Therein lies a contradiction: expanding this product yields a clearly divergent sum: the expansion will include a positive copy of $1/n$ for all $n \in \mathbb{N}$.

Answer 4

Note that we have

$$\begin{align} \log\left(1+\frac1n\right)&=\int_n^{n+1}\frac{1}{t}\,dt\\\\ &\ge\frac1{n+1} \end{align}$$

and the harmonic series diverges.

But, suppose one forgoes that comparison and instead writes

$$\begin{align} \sum_{n=1}^{2^N-1}\int_n^{n+1} \frac{1}{t}\,dt&=\int_1^{2^N}\frac{1}{t}\,dt\\\\ &=\int_1^2 \frac{1}{t}\,dt+\int_{2}^{4}\frac{1}{t}\,dt+\dots+\int_{2^{N-1}}^{2^N}\frac{1}{t}\,dt\\\\ &\ge \frac12 (2-1)+\frac14 (4-2)+\dots +\frac{1}{2^N}(2^N-2^{N-1})\\\\ &=\frac{N}{2} \end{align}$$

which goes to $\infty$ as $N\to \infty$. And we are done! .

Answer 5

This is a special case of: Suppose $f(1)= 0, f'(1) > 0.$ Then $\sum f(1+1/n) = \infty.$

Proof: From the definition of the derivative (no Taylor necessary), we have

$$\frac{f(1+h)-f(1)}{h}= \frac{f(1+h)}{h} > \frac{f'(1)}{2}$$

for small $h>0.$ Thus

$$f(1+1/n) > \frac{f'(1)}{2}\cdot\frac{1}{n}$$ for large $n.$ By the comparison test we're done.

Answer 6

"Sophisticated" does not mean "complicated". In my opinion, despite using more sophisticated ideas (asymptotic analysis), your proof is simpler than all of the other current answers — even the one expressing it as a telescoping series.

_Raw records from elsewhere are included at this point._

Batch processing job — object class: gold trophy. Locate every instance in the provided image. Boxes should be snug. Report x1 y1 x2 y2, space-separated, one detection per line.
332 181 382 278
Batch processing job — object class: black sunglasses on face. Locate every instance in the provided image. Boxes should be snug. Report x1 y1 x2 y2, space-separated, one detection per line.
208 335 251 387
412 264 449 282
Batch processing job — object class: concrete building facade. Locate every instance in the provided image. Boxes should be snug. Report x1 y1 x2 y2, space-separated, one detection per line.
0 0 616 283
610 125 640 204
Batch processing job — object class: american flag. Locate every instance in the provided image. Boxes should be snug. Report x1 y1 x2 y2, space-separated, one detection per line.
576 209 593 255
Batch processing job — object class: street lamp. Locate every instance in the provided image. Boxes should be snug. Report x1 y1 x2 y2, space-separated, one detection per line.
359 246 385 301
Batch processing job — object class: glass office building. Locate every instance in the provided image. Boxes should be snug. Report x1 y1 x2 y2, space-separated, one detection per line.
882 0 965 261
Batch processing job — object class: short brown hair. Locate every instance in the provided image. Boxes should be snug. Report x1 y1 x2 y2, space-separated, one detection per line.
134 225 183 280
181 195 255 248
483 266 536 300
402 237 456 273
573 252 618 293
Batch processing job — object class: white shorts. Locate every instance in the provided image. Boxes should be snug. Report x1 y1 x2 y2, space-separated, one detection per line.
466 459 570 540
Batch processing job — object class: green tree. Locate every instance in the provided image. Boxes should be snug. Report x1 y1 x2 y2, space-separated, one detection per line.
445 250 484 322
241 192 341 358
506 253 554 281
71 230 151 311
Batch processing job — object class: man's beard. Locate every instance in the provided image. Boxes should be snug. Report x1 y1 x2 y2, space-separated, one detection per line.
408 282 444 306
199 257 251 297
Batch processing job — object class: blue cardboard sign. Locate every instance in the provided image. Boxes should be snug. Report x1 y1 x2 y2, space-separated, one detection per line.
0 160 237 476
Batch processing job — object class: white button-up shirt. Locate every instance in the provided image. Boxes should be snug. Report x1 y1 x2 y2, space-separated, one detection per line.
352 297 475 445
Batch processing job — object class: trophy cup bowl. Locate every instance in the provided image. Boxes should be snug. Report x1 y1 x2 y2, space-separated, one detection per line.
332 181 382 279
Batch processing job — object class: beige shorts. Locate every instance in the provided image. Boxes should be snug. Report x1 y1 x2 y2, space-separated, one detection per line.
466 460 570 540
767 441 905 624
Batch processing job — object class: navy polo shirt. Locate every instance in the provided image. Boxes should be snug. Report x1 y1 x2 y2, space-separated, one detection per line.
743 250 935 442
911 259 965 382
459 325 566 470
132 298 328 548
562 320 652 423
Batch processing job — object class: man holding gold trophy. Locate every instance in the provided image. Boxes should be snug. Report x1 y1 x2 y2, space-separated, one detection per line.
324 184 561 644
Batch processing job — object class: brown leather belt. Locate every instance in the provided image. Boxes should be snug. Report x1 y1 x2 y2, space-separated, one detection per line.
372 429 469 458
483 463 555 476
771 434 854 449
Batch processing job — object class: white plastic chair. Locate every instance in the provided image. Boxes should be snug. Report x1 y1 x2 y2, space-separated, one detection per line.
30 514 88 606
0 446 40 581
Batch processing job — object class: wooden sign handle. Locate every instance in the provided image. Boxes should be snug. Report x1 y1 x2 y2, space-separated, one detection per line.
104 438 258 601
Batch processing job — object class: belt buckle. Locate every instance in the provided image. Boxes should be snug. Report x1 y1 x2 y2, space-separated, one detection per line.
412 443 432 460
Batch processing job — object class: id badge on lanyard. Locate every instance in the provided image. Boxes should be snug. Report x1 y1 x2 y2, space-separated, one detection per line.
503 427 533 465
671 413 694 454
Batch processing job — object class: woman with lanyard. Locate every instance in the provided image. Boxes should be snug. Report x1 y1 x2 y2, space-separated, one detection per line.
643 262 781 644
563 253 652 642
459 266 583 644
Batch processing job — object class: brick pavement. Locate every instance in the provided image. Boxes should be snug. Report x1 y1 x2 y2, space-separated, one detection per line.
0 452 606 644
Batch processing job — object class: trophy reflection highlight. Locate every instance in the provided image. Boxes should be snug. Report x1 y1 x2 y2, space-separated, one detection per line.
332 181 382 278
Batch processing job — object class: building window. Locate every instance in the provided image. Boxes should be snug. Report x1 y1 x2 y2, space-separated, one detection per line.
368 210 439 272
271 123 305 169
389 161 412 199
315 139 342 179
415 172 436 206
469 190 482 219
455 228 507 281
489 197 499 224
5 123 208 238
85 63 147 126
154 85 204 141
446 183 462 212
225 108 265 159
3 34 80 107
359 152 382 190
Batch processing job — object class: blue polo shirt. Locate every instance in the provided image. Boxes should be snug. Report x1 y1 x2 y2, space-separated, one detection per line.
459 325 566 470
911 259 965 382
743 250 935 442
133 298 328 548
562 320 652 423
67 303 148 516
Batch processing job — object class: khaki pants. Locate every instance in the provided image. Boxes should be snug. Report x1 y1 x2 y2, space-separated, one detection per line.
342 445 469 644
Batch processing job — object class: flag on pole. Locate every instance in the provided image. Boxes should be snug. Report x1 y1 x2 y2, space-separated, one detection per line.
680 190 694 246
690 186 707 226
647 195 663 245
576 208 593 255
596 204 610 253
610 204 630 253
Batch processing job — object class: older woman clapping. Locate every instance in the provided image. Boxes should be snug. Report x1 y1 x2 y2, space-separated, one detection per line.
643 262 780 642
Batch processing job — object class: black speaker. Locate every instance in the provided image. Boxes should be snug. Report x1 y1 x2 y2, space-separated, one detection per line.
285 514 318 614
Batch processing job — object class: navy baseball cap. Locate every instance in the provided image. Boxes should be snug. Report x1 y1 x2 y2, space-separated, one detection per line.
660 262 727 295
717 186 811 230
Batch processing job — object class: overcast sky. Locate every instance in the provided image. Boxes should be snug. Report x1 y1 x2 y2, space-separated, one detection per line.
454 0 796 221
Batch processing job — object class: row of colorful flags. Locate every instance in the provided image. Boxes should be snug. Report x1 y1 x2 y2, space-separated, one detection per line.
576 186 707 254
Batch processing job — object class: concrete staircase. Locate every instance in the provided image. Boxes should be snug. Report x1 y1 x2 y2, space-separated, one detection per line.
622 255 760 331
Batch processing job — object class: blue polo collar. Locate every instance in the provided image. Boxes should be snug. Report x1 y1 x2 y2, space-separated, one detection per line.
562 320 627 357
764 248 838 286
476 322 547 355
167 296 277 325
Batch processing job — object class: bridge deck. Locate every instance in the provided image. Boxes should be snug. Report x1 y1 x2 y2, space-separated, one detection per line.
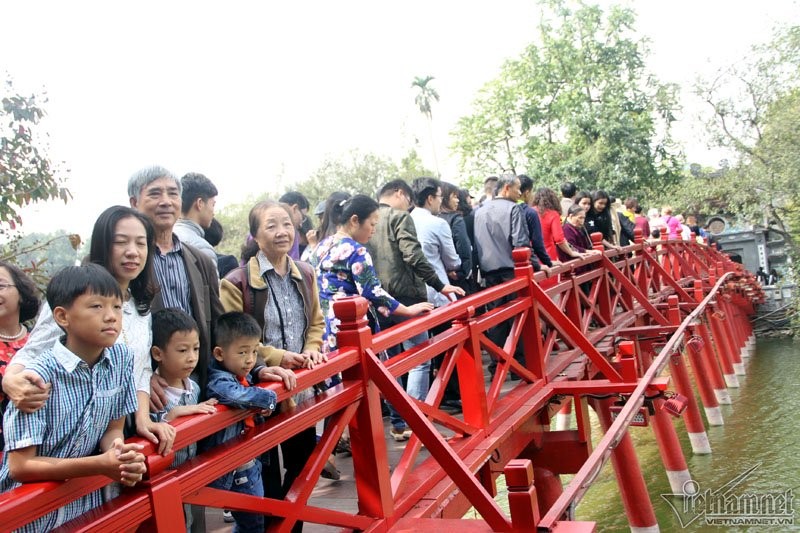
206 360 519 533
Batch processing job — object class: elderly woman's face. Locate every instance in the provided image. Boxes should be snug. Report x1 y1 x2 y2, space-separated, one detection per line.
0 267 20 320
254 206 294 258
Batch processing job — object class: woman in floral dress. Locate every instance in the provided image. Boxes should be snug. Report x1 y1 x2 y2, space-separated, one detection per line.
311 194 433 351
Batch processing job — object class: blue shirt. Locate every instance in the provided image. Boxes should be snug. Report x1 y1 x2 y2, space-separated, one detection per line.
0 342 137 532
204 361 278 449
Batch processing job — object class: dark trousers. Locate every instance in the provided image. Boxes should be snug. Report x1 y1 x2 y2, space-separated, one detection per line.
261 426 317 533
430 322 461 402
483 268 525 375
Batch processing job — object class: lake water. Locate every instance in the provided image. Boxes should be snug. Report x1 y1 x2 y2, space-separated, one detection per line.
573 339 800 532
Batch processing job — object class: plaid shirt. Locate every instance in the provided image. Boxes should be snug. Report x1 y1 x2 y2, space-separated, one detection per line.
153 235 194 317
0 342 137 532
150 370 200 468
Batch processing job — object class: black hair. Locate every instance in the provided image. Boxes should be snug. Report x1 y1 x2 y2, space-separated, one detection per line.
318 191 351 241
0 261 40 322
483 176 499 196
181 172 219 215
322 194 378 227
561 181 578 198
574 191 592 204
47 263 122 310
89 205 158 316
591 190 611 213
214 311 261 348
278 191 309 209
203 218 225 247
517 174 533 194
242 201 294 263
378 179 414 199
153 307 200 350
458 189 472 216
533 187 561 214
411 177 442 207
492 172 519 197
567 204 586 217
440 181 458 209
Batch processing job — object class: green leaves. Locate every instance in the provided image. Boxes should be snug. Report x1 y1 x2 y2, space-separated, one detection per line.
452 0 681 200
0 80 71 234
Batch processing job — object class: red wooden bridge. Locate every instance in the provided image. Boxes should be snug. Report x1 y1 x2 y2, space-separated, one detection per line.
0 231 763 532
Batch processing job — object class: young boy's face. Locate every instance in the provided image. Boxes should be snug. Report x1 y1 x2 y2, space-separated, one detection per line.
214 337 259 378
53 292 122 349
151 329 200 380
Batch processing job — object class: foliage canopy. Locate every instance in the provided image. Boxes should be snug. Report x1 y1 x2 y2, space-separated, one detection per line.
452 0 682 200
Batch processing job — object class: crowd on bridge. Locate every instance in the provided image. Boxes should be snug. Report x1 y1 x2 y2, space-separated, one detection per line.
0 167 706 531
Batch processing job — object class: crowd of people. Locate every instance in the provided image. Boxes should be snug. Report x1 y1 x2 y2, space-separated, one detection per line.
0 167 704 531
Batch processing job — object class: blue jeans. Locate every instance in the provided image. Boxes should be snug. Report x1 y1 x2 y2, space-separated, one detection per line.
381 316 431 429
209 459 264 533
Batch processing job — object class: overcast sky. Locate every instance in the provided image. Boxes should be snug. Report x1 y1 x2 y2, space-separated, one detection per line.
0 0 800 238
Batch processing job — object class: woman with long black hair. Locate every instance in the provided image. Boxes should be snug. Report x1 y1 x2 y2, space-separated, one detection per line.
585 190 619 250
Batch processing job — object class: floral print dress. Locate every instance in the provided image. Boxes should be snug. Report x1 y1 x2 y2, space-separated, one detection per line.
311 235 400 351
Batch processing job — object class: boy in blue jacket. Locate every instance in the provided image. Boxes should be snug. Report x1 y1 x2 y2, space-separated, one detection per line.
207 312 277 533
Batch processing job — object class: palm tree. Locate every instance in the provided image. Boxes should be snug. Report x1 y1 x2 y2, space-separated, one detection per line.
411 76 441 177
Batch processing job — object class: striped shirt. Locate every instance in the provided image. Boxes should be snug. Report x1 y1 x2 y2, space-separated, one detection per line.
150 370 200 468
257 252 306 353
153 235 194 316
0 342 137 532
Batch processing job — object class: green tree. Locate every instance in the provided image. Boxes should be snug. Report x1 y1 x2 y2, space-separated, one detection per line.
452 0 682 197
411 76 441 178
216 150 432 257
0 79 74 287
289 150 432 211
0 80 71 233
695 26 800 240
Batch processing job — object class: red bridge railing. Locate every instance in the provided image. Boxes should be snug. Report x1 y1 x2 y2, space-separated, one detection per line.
0 230 763 531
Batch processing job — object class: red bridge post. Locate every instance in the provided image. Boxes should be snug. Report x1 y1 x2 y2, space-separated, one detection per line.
667 295 711 454
590 399 658 532
333 296 394 518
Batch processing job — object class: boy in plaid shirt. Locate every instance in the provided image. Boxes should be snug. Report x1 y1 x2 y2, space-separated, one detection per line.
0 264 145 532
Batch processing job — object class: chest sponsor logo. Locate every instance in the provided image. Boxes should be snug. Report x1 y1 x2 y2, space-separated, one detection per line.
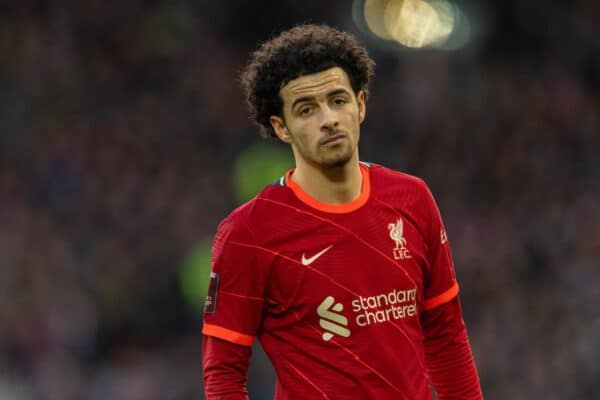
317 296 350 342
302 245 333 265
317 287 417 342
388 218 412 260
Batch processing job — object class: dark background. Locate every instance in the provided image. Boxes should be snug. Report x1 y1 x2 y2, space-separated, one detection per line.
0 0 600 400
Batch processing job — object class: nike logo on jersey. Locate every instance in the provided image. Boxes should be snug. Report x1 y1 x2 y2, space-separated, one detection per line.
302 245 333 265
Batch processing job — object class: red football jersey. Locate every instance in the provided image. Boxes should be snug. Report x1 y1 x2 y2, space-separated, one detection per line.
203 163 458 400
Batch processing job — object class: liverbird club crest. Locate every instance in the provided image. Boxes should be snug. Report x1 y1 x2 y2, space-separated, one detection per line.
388 218 411 260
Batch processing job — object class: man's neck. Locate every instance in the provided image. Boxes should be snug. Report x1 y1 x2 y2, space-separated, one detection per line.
291 160 362 204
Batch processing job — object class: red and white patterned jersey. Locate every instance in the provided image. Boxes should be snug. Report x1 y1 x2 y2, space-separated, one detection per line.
203 163 458 400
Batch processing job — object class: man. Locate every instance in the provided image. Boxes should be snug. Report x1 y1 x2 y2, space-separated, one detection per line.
203 25 482 400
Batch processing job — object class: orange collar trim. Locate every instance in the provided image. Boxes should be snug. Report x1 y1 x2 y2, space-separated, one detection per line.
285 163 371 214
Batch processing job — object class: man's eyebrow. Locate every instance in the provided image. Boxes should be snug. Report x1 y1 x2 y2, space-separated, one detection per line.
291 88 348 110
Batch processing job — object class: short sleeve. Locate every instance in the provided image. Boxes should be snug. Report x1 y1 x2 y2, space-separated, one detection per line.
423 186 458 310
202 216 266 346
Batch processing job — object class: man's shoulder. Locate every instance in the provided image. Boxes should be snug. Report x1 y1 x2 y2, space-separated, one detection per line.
220 179 287 234
368 163 427 190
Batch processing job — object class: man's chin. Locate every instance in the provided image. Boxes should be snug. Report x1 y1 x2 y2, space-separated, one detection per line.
322 154 352 168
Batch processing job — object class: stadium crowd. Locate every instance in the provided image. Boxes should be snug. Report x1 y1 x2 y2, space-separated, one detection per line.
0 0 600 400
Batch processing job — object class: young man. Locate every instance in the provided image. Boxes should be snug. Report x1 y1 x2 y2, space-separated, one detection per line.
203 25 482 400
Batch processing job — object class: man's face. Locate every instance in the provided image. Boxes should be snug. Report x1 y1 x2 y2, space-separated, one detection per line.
271 67 365 168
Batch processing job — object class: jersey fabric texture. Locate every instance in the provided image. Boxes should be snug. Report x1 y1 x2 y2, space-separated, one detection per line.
203 163 458 400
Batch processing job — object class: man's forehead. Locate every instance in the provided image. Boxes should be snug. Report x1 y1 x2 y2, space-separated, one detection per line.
281 67 350 97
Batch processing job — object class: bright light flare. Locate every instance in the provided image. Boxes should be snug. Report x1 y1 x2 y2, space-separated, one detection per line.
353 0 470 50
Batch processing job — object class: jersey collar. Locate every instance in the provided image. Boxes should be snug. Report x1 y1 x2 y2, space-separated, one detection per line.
285 162 371 214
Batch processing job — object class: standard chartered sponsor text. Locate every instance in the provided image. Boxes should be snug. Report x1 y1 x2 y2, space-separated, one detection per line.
352 288 417 326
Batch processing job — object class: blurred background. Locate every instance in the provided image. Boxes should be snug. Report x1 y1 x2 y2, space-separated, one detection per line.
0 0 600 400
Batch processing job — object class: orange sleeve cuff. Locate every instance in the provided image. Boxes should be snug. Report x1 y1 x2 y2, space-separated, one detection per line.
423 282 458 311
202 324 254 346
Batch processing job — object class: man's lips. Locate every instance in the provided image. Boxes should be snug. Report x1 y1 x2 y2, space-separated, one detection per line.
321 132 346 145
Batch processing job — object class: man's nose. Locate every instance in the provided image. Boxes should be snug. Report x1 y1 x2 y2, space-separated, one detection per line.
320 106 338 130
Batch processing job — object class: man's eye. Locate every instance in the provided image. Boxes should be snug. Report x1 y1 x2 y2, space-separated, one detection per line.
299 107 312 115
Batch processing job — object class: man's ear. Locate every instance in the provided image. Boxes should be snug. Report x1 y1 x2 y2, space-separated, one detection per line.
269 115 292 144
356 90 367 124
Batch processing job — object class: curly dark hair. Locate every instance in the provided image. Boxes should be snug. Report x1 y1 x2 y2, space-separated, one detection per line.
241 24 375 137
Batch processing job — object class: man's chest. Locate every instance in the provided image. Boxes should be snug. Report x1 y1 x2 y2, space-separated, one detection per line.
266 208 428 339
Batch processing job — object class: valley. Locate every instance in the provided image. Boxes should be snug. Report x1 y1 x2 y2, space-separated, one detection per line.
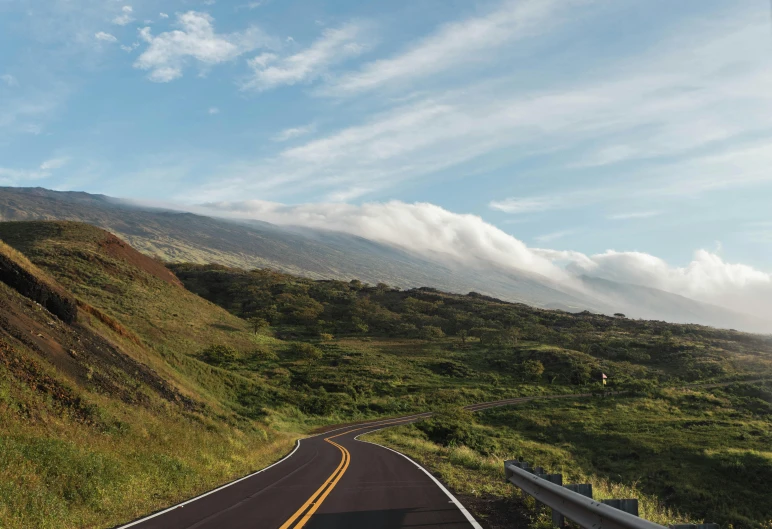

Incidentally, you possibly made an oversight: to complete the proof,

$$ \sum_{n=1}^{\infty} O\left(\frac{1}{n^2} \right) = O\left( \sum_{n=1}^{\infty} \frac{1}{n^2} \right) = O(1)$$

(also, a remark: for this argument to be valid, it's important that the $O$ on the left is uniform; e.g. the same 'hidden constant' works for all $n$)

Answer 7

You can also use the Abel's summation $$\sum_{n=1}^{N}\log\left(1+\frac{1}{n}\right)=\sum_{n=1}^{N}1\cdot\log\left(1+\frac{1}{n}\right)=N\log\left(1+\frac{1}{N}\right)+\int_{1}^{N}\frac{\left\lfloor t\right\rfloor }{t\left(t+1\right)}dt $$ where $\left\lfloor t\right\rfloor $ is the floor function. Since $\left\lfloor t\right\rfloor =t+O\left(1\right) $ we have $$\sum_{n=1}^{N}\log\left(1+\frac{1}{n}\right)=N\log\left(1+\frac{1}{N}\right)+\log\left(N+1\right)+O\left(1\right) $$ and taking $N\rightarrow\infty$ we can see that the series diverges.